Handling error responses
When you retry a failed request, the retry can also fail, and can fall back into the retry loop, adding to the system overload. The exponential backoff retry method increases the period between retries, so that the client makes fewer calls while the system is overloaded.
To implement an exponential backoff method, you increase the retry interval with each failed request.

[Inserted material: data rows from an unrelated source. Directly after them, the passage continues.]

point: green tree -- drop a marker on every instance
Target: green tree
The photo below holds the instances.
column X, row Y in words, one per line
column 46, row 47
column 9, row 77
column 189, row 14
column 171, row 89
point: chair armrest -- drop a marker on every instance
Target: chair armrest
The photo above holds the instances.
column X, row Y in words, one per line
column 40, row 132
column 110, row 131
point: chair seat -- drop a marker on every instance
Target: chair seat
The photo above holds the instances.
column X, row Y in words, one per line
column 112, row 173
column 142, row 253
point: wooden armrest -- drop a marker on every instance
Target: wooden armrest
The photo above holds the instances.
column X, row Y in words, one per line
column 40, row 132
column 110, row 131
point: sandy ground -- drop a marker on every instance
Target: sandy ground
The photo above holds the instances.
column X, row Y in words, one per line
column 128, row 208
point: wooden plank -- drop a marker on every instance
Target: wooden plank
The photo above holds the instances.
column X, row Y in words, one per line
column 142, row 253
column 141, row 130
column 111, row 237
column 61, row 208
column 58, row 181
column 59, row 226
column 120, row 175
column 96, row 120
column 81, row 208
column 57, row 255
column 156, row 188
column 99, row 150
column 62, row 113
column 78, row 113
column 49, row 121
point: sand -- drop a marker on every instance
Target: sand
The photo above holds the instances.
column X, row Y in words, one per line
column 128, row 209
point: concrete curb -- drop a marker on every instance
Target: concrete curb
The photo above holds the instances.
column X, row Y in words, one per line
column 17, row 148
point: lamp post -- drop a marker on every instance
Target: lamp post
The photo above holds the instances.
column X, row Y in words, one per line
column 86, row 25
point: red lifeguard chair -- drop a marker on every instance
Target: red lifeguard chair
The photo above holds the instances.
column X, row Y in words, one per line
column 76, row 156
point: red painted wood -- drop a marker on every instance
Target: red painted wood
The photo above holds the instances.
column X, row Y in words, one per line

You should retry sending the request after a certain number of seconds, and increase that interval by a random amount with each attempt. For example, you can double the retry period each time, or escalate it by a power of 2, and then add a small random delay between failures.
A small random delay, known as “jitter,” prevents the “herd effect” that can occur if many clients attempt to reconnect to a recovering system at the same time. Without jitter, all of the retries could occur after 20 seconds, then 40 seconds, and so on. With the jitter, different retries occur at slightly different intervals. This allows the system to recover without further overloading it.
For an example of how to implement this error-handling method, see “Retrying Requests” in the User Management Walkthrough.